D'autre part, les effets avérés des traitements ont été mesurés statistiquement : ce n'est pas parce qu'ils sont vérifiés en général, qu'ils seront vérifiés dans le cas de tel ou tel patient. Il n'est pas rare de rencontrer des patients qui, sans traitement, ont des poussées plus espacées que d'autres patients qui sont sous traitement ; simplement, en général, un patient sous traitement aura un temps moyen entre deux poussées, supérieur à celui d'un patient sans traitement.
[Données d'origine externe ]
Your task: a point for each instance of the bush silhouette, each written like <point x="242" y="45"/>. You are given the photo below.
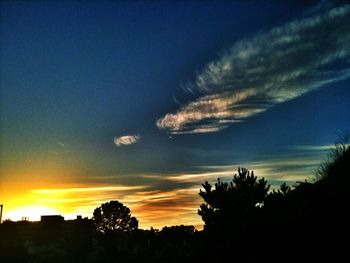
<point x="232" y="201"/>
<point x="113" y="216"/>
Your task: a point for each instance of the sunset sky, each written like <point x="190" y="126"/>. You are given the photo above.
<point x="142" y="101"/>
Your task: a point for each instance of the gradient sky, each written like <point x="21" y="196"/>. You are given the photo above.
<point x="142" y="101"/>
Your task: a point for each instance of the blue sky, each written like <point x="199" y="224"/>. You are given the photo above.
<point x="162" y="95"/>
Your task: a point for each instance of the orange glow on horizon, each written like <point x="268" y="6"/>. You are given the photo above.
<point x="32" y="213"/>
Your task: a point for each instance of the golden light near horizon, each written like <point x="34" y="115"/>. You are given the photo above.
<point x="31" y="213"/>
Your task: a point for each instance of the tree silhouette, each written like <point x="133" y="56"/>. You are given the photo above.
<point x="230" y="201"/>
<point x="114" y="216"/>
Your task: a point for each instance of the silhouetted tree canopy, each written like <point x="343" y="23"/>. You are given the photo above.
<point x="228" y="201"/>
<point x="114" y="216"/>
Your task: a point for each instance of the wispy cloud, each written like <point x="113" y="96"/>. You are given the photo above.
<point x="265" y="70"/>
<point x="158" y="199"/>
<point x="126" y="140"/>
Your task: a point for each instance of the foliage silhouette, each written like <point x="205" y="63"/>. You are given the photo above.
<point x="113" y="216"/>
<point x="231" y="201"/>
<point x="243" y="222"/>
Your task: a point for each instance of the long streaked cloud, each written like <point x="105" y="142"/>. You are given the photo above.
<point x="126" y="140"/>
<point x="265" y="70"/>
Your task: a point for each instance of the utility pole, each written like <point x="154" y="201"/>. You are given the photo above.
<point x="1" y="212"/>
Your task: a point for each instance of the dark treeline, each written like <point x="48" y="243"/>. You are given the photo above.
<point x="243" y="221"/>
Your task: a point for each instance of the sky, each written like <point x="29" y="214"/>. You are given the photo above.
<point x="143" y="101"/>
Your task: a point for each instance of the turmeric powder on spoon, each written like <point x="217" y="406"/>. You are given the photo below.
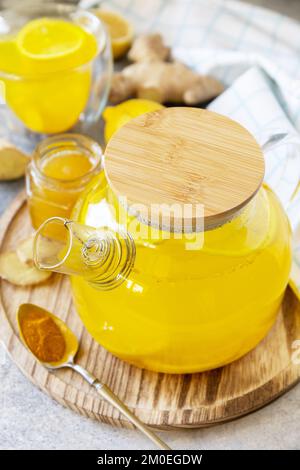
<point x="42" y="336"/>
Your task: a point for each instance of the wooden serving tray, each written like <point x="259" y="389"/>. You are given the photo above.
<point x="160" y="400"/>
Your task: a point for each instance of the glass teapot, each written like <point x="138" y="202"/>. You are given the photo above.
<point x="179" y="255"/>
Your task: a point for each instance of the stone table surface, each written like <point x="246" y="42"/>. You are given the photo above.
<point x="31" y="420"/>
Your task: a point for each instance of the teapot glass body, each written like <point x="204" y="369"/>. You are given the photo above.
<point x="183" y="310"/>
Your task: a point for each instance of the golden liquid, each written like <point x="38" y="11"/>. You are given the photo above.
<point x="181" y="310"/>
<point x="46" y="199"/>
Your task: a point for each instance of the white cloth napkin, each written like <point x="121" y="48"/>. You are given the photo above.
<point x="256" y="54"/>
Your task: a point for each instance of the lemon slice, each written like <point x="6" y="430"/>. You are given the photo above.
<point x="120" y="31"/>
<point x="46" y="39"/>
<point x="116" y="116"/>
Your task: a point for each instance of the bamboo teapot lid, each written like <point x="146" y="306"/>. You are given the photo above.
<point x="186" y="166"/>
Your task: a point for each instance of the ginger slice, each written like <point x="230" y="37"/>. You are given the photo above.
<point x="12" y="161"/>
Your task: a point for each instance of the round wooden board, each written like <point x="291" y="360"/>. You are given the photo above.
<point x="160" y="400"/>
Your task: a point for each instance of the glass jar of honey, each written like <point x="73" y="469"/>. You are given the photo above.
<point x="179" y="254"/>
<point x="60" y="170"/>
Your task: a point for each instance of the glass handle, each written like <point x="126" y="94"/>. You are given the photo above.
<point x="101" y="256"/>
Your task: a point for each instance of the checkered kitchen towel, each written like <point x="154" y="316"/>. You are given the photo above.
<point x="256" y="54"/>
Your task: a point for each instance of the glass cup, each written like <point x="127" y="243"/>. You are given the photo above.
<point x="51" y="94"/>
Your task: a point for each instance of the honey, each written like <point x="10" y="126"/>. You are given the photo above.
<point x="59" y="172"/>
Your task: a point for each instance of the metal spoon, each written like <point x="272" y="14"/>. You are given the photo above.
<point x="68" y="361"/>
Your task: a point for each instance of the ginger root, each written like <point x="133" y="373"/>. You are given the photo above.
<point x="151" y="77"/>
<point x="149" y="48"/>
<point x="13" y="162"/>
<point x="163" y="82"/>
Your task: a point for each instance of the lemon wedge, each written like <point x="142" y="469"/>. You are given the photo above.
<point x="46" y="39"/>
<point x="120" y="31"/>
<point x="116" y="116"/>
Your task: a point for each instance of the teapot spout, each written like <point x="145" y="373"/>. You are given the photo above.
<point x="103" y="257"/>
Enfin, les traitements de fond n'ont aucune efficacité sur le pronostic à long terme : si tu es diagnostiquée sep aujourd'hui et que tu suis immédiatement et à la lettre un traitement qui s'avère très efficace dans ton cas particulier, tout porte à croire (études épidémiologiques notamment) que ton état de santé et en particulier ton niveau de handicap (edss) dans vingt ou trente ans ne sera pas meilleur que ce qu'il aurait été si tu n'avais suivi aucun traitement pendant tout ce temps. Tu auras fait moins de poussées pendant la période, ce qui est déjà ça de pris, mais sur la ligne d'arrivée, tu seras dans le même état.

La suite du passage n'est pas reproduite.